State law requires violent offenders be supervised by “experienced correctional probation officers,” with caseloads of no more than 40.
In November, former DOC Secretary Michael Crews filed his annual budget request and noted that “for the past several years,” the department’s Community Corrections program area expenses have been insufficient to carry out its operational functions. To offset, shortfalls, the department requested budget amendments to transfer funds from other program areas.
Crews requested $4.2 million in additional funds to the community correction budget to meet the needs “without adversely affecting other program areas.” Gov. Rick Scott recommended funding only $497,000 of that request and lawmakers added only $1.3 million to the budget.
The number of probation officers has declined dramatically since the law was last revised in 2004 — 639 fewer officers serving about the same number of offenders. That means officers in some counties, including Miami-Dade, Broward and Hillsborough, have caseloads of more than 50 felons.
State Rep. Larry Metz, R-Yalaha, chairman of the House criminal justice budget committee, said the Department of Corrections had made “a conscious decision not to hire people,” instead using the money from salaries to make building repairs.
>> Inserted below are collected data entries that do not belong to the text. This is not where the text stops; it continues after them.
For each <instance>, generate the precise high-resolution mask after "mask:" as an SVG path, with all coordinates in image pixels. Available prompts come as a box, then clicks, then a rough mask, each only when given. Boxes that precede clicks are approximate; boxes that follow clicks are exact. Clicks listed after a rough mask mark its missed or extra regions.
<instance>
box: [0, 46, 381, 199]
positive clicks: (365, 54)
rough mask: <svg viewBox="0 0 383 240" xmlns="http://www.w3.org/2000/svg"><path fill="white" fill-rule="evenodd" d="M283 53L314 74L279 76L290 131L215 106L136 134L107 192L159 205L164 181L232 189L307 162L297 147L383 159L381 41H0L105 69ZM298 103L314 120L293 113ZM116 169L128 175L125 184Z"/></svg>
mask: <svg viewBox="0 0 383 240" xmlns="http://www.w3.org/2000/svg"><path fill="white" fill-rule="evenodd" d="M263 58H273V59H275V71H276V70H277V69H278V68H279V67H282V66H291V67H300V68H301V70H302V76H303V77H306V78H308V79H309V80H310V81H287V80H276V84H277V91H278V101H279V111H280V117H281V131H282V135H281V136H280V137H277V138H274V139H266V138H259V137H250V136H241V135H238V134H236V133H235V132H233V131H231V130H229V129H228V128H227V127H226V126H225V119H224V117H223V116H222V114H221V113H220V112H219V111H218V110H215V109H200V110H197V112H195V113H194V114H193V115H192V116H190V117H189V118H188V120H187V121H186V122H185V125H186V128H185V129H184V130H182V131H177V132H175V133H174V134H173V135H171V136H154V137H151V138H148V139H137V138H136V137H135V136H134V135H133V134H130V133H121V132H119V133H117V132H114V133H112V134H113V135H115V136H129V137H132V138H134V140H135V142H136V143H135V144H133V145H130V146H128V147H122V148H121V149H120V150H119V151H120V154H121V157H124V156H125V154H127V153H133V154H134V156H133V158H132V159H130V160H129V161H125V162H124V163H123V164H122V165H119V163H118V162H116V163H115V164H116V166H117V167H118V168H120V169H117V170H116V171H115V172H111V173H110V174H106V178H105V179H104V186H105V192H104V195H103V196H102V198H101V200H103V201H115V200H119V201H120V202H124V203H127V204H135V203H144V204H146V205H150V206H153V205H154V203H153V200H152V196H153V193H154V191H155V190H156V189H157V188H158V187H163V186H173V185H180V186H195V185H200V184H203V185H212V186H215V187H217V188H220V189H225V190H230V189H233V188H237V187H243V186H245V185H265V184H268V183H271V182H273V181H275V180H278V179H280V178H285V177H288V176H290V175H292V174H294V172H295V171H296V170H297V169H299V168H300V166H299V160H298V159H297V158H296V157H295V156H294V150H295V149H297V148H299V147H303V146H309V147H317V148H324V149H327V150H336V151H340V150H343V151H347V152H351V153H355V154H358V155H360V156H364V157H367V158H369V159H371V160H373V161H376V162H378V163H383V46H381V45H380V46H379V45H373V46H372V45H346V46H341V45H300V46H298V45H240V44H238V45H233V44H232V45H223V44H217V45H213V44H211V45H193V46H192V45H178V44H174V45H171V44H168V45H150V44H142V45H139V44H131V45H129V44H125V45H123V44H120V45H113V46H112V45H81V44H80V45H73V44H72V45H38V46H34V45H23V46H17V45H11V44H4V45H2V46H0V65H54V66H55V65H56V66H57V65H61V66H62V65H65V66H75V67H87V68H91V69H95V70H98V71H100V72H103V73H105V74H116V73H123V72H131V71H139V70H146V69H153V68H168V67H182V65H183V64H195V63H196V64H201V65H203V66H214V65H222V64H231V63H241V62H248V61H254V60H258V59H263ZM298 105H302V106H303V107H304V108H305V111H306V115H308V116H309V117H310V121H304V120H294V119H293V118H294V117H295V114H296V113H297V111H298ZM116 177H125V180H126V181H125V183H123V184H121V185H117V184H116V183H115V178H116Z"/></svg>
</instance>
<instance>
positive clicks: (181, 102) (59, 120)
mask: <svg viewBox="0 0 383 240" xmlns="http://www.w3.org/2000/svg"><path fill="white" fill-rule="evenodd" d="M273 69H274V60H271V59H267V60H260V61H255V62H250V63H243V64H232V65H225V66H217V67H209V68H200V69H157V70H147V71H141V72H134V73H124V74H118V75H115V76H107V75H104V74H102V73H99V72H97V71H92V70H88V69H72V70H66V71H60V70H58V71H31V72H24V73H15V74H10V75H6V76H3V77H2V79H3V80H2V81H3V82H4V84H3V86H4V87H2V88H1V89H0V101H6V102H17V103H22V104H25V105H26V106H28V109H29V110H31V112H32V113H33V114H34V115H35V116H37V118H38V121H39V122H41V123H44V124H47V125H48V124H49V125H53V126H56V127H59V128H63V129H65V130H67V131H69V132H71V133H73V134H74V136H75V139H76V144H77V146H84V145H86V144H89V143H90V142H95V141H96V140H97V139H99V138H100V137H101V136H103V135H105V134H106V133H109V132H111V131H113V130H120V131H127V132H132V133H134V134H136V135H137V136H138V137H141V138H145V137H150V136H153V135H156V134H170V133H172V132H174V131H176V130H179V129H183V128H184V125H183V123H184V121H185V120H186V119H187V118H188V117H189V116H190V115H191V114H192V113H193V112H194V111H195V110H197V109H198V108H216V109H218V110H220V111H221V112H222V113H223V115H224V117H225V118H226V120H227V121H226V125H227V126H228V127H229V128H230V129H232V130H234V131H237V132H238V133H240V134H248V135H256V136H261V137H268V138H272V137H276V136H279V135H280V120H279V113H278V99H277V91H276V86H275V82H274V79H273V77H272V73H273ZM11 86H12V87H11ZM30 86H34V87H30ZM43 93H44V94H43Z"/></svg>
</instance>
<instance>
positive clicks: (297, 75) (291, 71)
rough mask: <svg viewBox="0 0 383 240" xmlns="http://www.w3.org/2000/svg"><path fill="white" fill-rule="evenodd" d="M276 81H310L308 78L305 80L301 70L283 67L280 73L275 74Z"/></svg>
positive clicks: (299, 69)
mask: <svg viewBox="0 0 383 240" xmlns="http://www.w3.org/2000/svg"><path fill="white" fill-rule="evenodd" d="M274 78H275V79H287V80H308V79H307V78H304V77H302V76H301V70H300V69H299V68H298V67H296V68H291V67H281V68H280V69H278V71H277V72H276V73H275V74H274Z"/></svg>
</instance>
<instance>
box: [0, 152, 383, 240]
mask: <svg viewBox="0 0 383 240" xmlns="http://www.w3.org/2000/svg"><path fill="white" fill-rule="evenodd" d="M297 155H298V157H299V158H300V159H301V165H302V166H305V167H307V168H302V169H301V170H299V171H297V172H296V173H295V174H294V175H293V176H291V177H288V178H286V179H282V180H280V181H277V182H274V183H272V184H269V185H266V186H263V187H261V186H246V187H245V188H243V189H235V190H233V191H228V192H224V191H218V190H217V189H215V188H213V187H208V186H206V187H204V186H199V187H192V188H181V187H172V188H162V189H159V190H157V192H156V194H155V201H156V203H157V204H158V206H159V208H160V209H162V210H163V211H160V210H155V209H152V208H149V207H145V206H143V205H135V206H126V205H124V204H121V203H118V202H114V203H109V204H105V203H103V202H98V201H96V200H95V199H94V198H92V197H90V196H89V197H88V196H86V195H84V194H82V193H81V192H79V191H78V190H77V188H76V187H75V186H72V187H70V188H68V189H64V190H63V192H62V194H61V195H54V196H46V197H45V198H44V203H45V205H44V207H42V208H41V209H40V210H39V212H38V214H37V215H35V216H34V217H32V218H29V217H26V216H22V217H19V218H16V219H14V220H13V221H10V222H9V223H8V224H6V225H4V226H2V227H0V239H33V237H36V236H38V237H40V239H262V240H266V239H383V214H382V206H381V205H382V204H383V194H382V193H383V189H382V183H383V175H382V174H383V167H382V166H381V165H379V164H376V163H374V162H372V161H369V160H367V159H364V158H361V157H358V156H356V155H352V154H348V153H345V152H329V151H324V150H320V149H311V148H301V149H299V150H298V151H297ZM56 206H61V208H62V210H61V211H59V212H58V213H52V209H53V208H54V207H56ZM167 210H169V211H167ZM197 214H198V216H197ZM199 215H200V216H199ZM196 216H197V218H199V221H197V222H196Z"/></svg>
This year, he said, the Legislature made an effort to fund both repairs and salaries.
“It is a work in progress,’’ he said.
Lee acknowledged the media and public “weren’t kept really informed about what was happening behind the scenes” during the late-night budget rollout. But he defended the effort as part of the challenges of reaching compromise in a bicameral legislature that has struggled to reach compromise.
“This is a team sport here and I work within the confines and limitations of my members,” he said.